それから山上さんと長いことしゃべりました。不思議な縁です。山上さんは戦後の方でお父様が長橋先生の弟子(長橋先生の夫君の弟子ではないかと思いますが)戦前のことは御存じないのに、なんでこんなに話が弾むのか。
 最愛の息子さんを失くされ、悲しみの中にいらした長橋先生、先生のおうちのグランドピアノの傍で遺体が発見されたそうです。ピカの瞬間、何と思われたか。
 十二月十四日、宇都純子さんの復活公演に茅ケ崎に行きました。宇都さんが原爆のことに打ち込まれ、十数年にわたって夏に、原爆の詩や手記の朗読をされていることは、何度も書いたと思います。それが二〇一七年は乳がんのため公演できなかった。昨夏もできず、とても心配していたのですが、12月になって復活公演となったのです。
 佐伯敏子さんの手記を朗々と読まれました。佐伯さんは身内十三人を失くし、手記もとても長く一時間半はかかります。でも、皆、じっと身じろぎもせず聴き入っていました。宇都さんの声は、病気の前よりかえって通り、よくなったような気がしました。本当に感動しました。
 十五日、武蔵大学に行きました。西武線新桜台というところにあり綺麗なキャンパスですが景色を観る暇もありません。道を尋ねながら行ったら二時間半以上かかりました。
 例の被爆遺産継承の会のセンター設立資金集めの第一号の会らしいけど、それにしては地味ですね。でも、若い方のいろいろな活動を聞け、悪い会ではなかったのですが。

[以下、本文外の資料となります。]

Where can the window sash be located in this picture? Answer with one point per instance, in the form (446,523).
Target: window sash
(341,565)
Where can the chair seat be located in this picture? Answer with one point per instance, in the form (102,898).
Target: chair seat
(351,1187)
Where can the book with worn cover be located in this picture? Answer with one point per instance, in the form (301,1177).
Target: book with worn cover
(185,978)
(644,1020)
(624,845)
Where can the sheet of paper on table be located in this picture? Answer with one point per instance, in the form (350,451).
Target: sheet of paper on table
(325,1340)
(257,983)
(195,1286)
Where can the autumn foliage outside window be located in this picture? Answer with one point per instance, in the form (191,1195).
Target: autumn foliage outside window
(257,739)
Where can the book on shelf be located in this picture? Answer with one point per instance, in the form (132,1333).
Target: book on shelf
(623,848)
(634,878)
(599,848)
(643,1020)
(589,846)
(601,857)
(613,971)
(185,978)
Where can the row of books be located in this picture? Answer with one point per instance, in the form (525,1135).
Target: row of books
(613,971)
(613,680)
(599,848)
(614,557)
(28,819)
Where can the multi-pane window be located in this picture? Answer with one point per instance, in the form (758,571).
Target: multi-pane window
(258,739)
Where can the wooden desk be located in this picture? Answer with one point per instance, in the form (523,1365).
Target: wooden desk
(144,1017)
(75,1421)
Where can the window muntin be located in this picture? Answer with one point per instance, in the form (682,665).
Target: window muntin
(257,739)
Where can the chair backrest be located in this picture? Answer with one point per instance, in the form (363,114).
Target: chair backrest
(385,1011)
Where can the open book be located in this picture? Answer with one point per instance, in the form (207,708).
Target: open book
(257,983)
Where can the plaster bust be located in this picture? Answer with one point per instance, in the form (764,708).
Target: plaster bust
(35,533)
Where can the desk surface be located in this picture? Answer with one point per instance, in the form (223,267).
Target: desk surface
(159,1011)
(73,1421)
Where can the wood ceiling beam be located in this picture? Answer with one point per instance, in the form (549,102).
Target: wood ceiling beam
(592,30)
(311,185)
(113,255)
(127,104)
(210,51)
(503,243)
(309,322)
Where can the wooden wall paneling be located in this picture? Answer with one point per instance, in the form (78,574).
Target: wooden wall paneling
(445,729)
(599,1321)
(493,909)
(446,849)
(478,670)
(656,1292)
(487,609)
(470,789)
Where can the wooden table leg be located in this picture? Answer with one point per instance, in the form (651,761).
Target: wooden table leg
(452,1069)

このキャンパスで次の週も(土曜日)催しがありました。今度は在韓被爆者関係です。詩の朗読が中心の会なのですが、武蔵大学の学生たちの朗読が新鮮でした。韓国人被爆者たちの手記の朗読ですが、二十人くらいの朗読(群読は少なく、ひとりひとりかわるがわる読むスタイルですが)若い人がこれだけ集まると迫力があります。
 この武蔵大の生徒たちを指導し、また大学の教室を貸してくださるのも同大学の教授永田浩三さんがいてこそなのですが。永田さんは昔、NHKの有名なディレクタ-ですが、よく、原爆関係の会に来られます。広島局にいたことはないのに、と不思議に思っていましたら、会の後、お茶を飲んで話し合ったら、彼、広島の被爆二世なのですね。お母様は被爆後縮景園を通って、原民喜と似たようなコースをとって逃げておられるのだそうです。広島問題に熱心なわけわかりました。
 二世の方々、若い方々、ヒバクシャでなくて熱心な方々と知り合い、私も改めて勉強しなおしました。